A party seeking an adverse inference instruction (or other sanctions) based on the spoliation of evidence must establish the following three elements: (1) that the party having control over the evidence had an obligation to preserve it at the time it was destroyed; (2) that the records were destroyed with a "culpable state of mind" and (3) that the evidence was "relevant" to the party's claim or defense such that a reasonable trier of fact could find that it would support that claim or defense.

Reinsdorf, 296 F.R.D. at 626 (quoting Zubulake v. UBS Warburg LLC, 220 F.R.D. 212, 220 (S.D.N.Y. 2003) ).

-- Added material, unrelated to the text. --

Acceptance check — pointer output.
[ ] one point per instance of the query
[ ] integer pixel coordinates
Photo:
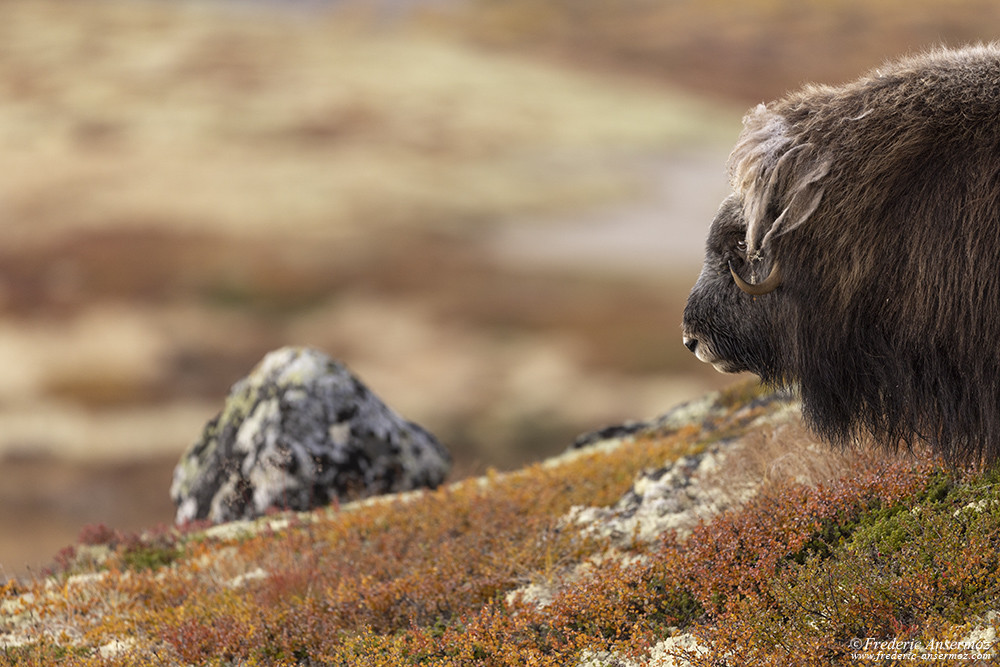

The Trustee has not established the necessary culpable state of mind in disposing of estate assets that would warrant the imposition of sanctions in this case. In Mr. Ingrim's Declaration filed in response to the Motion, the Defendant stated that he stored the sign for 36 months, the Trustee did not inquire about the sign until 2018, and he believed the sign became his after expiration of the lease with the Debtor. Resp. Ex. 1, ECF No. 116. Mr. Ingrim stated in his deposition that the point of sales device was similarly held and then eventually thrown away. Ellis Decl. Ex. 4 at 33, ECF No. 112. Although the disposition of these assets postpetition were unauthorized, the Bankruptcy Code allows the Trustee to avoid the transfers under § 549 and obtain a monetary judgment under § 550 for their value. The evidence does not establish that the Defendants' actions rise to the level of sanctionable conduct warranting an additional judgment against the Defendants for the Plaintiff's attorneys fees. For similar reasons, the Court also disagrees with the Plaintiff that an award of fees is warranted under the Court's inherent authority under § 105.

Accordingly, the Trustee's Motion for Summary Judgment is granted as to the Trustee's claim under § 548 to avoid the transfer of $8,500 made on February 28, 2014. The Trustee's Motion for Summary Judgment is also granted as to the Trustee's claims under § 549 to avoid the transfers/disposition of the point of sale device and the neon sign and to recover the value of the point of sale device in the amount of $5,000 and $7,000 for the sign under § 550. The Trustee's motion for sanctions is denied. 
      
      Unless otherwise indicated, all chapter, section and rule references are to the Federal Bankruptcy Code, 11 U.S.C. §§ 101 -1532, and to the Federal Rules of Bankruptcy Procedure, Rules 1001 -9037.
     
      
      Oral argument of this appeal is scheduled before the BAP on October 25, 2018. BAP No. WW-17-1241-TaBKu.